Craig from Citus here. There are a number of issues with one schema per tenant, the biggest one is that at a larger scale Postgres will mostly just not work anymore. Things like pg_dump start to fall over and while this has been improved some, there is still an upper limit somewhere between 1,000 and 10,000 tenants. Further having to then run schema migrations against all of them can be quite painful. There are tools that help on the schema migration front, but what we've seen is that again at scale things start to break. If you'll only ever have 100 customers then by schema can work for you.
Performance, management, SLA are some big issues with any "SQL as a service" project. How can you garuntee 1) disk utilization per tenant 2) CPU utilization per tenant and 3) transaction volume per tenant? Most simply, I don't believe you can, and we concluded it's simply not worth going down this path of shared, multi-tenant database (postgresql not withstanding, any RDBMs would have the same issues).
Our conclusion was that the only way to get the required level of management per tenant, and to support truly massive number of tenants, was to use an inprocess database over https ie SQLite and Apache. But, SQLite has an image problem, it's everywhere, and nowhere. It's built with some fundamentally different decisions than other databases, and isn't traditionally used for web applications.
So that's the course we took, links in my profile for more info.
> use an inprocess database over https ie SQLite and Apache
Why not, but you introduced a whole bunch of new issues. SQLite only supports a single writer at a time. This is a problem if you have a lot of users on the same tenant. This is also a problem when you need to create an index, for example, which is not a background operation.
Indeed there are trade offs, and high write applications are a weak spot of this approach. But for low to medium write applications (ie most applications?), SQLite WAL [1] option performs really well. We implement application level caching via a X-Query-Cache header[2], in that case, you're serving directly from redis. This set up can scale really, really well.
One issue we had: pgdump performance was abysmal for dumping a single schema out of thousands.
We had to write a custom backup script to handle individual backups, taking advantage of the knowledge of our own database architecture (basically: we don't have to read the schema list and figure out relationships between them because we already know that).
If you read pgdump's source code, when doing the actual backup it uses postgres COPY command, so it was easy enough to write our custom exporter.
Also interested in this. I architected my system with a single multi-tenant db. My thinking was that it simplified things initially (less admin / backups / pooling etc) but it would be far easier to split into individual dbs later (than to combine).
We are a b2b product and we've picked up customers around the world. Now it seems like it might make sense to shard geographically. Is that common?
We shard geographically, with a single multi-tenant Postgres schema per geographical area.
You run into corner cases when a customer wants to operate into two distinct geographical areas, so basically you may have to maintain a central repository of tenants and, ultimately, under the hood, your tenant primary keys are not handled via local sequences.
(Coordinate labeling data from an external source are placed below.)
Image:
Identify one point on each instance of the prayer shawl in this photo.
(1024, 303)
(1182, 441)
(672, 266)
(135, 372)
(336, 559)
I also have a database with schema per tenant. In the tenant code I set the schema. I like it and would like to see more information as well.
One issue, I think, is that it does not have full isolation and no easy sharding.
As sad by another commenter, I plan to distribute my schemas on multiple servers when neccessary, like the sharding approach.
My personal, recent experience is that my current startup's business model would be poorly served as a result.
You see I originally thought I was building a SaaS service, but it's actually turned out that my customers needed a two-sided network. A per-tenant schema would've been an painful impediment to making that paradigm shift.